Amigos entre picotazo y mordisco
Si pudiéramos vernos volaríamos a abrazarnos. A cambio de plumas, nos quedan los cables, la pantalla y los afectos.
El confinamiento no ha sido excusa para dejar de ver a los amigos. Por el contrario, gracias al encierro y a la incertidumbre, este es el momento en que los afectos y las llamadas aplazadas tienen lugar. Gracias a las coronas, volví a esa isla maravillosa en el Brasil. Viajé a través de horas de conversación y de recuerdos que nos permitieron volver a bañarnos en la playa, caminar por el monte y navegar en el 'Gloria a Deus'. También he regresado varias veces al viejo continente... volví a intercambiar escrituras y lecturas, como lo hacía cuando compartía camarote. He recuperado chismes ocultos, anécdotas de bicicleta, tragos distantes, músicas de este mundo escuchadas hasta el cansancio allá en el viejo. Desde Italia, alguien de afectos heredados de ese amigo que ya no está, también ha querido hacerse presente... Mientras los países se empeñan en cerrar fronteras, los amigos de la región han traspasado los bordes y han abierto puertas.
Las coronas han probado que entre Ecuador, Colombia y Venezuela hay solo un ring de distancia.

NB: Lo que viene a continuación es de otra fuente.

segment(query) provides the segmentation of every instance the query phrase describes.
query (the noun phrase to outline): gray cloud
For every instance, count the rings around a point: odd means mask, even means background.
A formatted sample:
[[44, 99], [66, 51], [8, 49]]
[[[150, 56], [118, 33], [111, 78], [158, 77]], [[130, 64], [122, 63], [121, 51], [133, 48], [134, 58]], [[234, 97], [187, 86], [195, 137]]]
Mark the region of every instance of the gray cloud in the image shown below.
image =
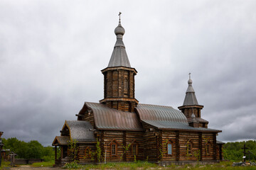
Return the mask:
[[188, 72], [219, 140], [254, 139], [255, 1], [1, 1], [0, 130], [50, 144], [103, 76], [122, 12], [124, 42], [142, 103], [183, 103]]

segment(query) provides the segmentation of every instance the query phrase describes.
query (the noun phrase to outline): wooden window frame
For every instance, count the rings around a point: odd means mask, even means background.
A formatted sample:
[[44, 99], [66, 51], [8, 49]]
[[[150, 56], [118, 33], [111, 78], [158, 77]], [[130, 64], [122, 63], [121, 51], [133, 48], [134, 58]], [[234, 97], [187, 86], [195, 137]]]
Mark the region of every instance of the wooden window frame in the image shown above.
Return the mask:
[[210, 142], [207, 142], [206, 144], [206, 147], [205, 147], [206, 154], [206, 155], [210, 155], [210, 147], [211, 147]]
[[[117, 146], [118, 143], [115, 139], [112, 140], [111, 142], [109, 144], [110, 146], [110, 156], [111, 157], [117, 157]], [[114, 145], [114, 154], [112, 153], [112, 146]]]
[[[136, 150], [135, 150], [135, 154], [134, 154], [133, 147], [135, 146]], [[137, 156], [139, 153], [139, 144], [137, 142], [134, 140], [131, 143], [131, 154], [132, 155]]]
[[[168, 153], [168, 144], [171, 144], [171, 154], [169, 154]], [[169, 156], [172, 156], [174, 154], [174, 142], [171, 140], [169, 140], [166, 144], [166, 154]]]
[[[113, 147], [114, 147], [114, 150], [113, 150]], [[117, 156], [117, 144], [116, 143], [111, 144], [110, 146], [110, 153], [112, 156]], [[114, 153], [113, 153], [113, 151], [114, 151]]]
[[186, 149], [187, 150], [187, 154], [192, 155], [193, 154], [193, 142], [191, 140], [189, 140], [186, 142]]
[[89, 147], [87, 147], [85, 149], [85, 159], [90, 159], [92, 157], [92, 149]]

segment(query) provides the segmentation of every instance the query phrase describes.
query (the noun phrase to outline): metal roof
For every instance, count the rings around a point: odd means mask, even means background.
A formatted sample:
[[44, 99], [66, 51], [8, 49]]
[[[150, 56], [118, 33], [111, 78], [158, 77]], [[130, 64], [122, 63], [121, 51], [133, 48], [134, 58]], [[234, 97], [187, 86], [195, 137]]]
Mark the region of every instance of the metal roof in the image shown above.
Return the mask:
[[171, 106], [138, 104], [135, 108], [142, 120], [187, 123], [184, 114]]
[[[218, 130], [189, 126], [184, 114], [171, 106], [138, 104], [135, 108], [142, 122], [158, 129], [221, 132]], [[205, 120], [200, 119], [199, 120]]]
[[198, 102], [197, 101], [195, 91], [192, 86], [192, 80], [190, 78], [188, 81], [188, 86], [186, 91], [186, 96], [184, 99], [184, 102], [183, 106], [192, 106], [192, 105], [198, 105]]
[[72, 140], [78, 142], [95, 142], [93, 134], [93, 127], [88, 121], [82, 120], [65, 120], [65, 125], [67, 125], [70, 130], [70, 135]]
[[97, 129], [143, 130], [136, 113], [123, 112], [102, 103], [85, 102], [85, 106], [92, 110]]
[[69, 136], [56, 136], [53, 140], [53, 146], [67, 145], [68, 141], [70, 140]]
[[114, 30], [117, 35], [117, 42], [114, 47], [113, 52], [111, 55], [110, 61], [107, 67], [131, 67], [128, 56], [125, 50], [125, 46], [122, 41], [122, 36], [124, 34], [124, 29], [119, 22], [118, 26]]
[[[209, 123], [208, 121], [207, 121], [206, 120], [203, 119], [203, 118], [195, 118], [195, 120], [197, 121], [197, 122], [199, 122], [199, 123]], [[188, 122], [191, 122], [192, 121], [192, 118], [188, 118]]]
[[204, 128], [193, 128], [189, 126], [187, 123], [180, 122], [169, 122], [169, 121], [159, 121], [159, 120], [142, 120], [143, 122], [152, 125], [160, 130], [185, 130], [185, 131], [195, 131], [195, 132], [220, 132], [221, 130], [209, 129]]
[[219, 141], [219, 140], [216, 140], [216, 143], [217, 144], [224, 144], [225, 143], [223, 142]]

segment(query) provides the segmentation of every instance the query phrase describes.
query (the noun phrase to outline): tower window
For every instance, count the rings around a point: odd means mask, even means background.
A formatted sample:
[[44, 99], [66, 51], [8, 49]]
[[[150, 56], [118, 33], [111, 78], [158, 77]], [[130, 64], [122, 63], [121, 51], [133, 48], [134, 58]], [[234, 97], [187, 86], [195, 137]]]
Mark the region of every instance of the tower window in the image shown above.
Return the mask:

Lo mismo pasa con Estados Unidos, aunque Trump insista en construir sus muros.
Los extremos de esta enorme ciudad también se han hecho pequeños porque ya no hay necesidad de aplazar cafés para evitar trancones. Tampoco de aplazar fiestas o el abrir botellas y los brindis. Hasta el karaoke es posible, aunque la señal a cada uno le llegue a destiempo y el resultado esté más cercano al estruendo que a la canción.
La amistad que no se la deja ganar de la distancia me ha recordado a una de las más bellas parejas de amigas que he conocido.
Ella era una perrita de razas múltiples, mordida belfa y orejas de antena, café y chiquitica que llegó a mi casa de manos de una niña llorosa que no podía tenerla en su apartamento. A ella la habían convencido de que era un macho French Poodle y aunque lo obvio era más que evidente, ella lo creyó y se la llevó a casa. Pocas horas después sus papás le mostraron la puerta de salida, así que la trajo arropada entre cobijas como a un bebé. Aquí la acogimos conscientes de que ni macho ni French Poodle. Era una niña, tan variopinta en sus formas que la llamamos Cusquis Mugris.
Tiempo después llegó una lora. Las dos se miraron con extrañeza, pero poco a poco se fueron acercando, acostumbradas la una a la otra. Semanas después la lora mandó un picotazo y las Cusquis Mugris lo respondió con una manotada. Vino otro picotazo, otra manotada... y así se fueron juntando hasta que la lorita terminó montada en el lomo de la Cusquis. Se hicieron inseparables. La lora le jugaba con el pico en la cabeza y a veces la Cusquis también le mandaba mordiscos cariñosos. Ninguno pudo volver acercarse a la lora porque cualquier intento era respondido con un gruñido y un intento de mordisco de su escudera. Así duraron mucho tiempo...
Si las coronas hubieran querido separar a la Cusquis y a la lora, en un solo vuelo se habrían juntado de nuevo, entre picotazos, manotadas y mordiscos. Tal vez lo hayan hecho en algún sitio. Allá donde juegan los animales que han dejado las pulgas bajo tierra.
Sin picos ni plumas, nuestras alas son las pantallas, son nuestras formas de resistencia desde el cariño, son los abrigos en medio del aislamiento. Sin cantos de aves, aullidos de mono o sonidos de ballena, lo que nos queda son los cables para llamar al otro, preguntarle cómo está, contarle que lo estamos pensando y decirle que lo queremos.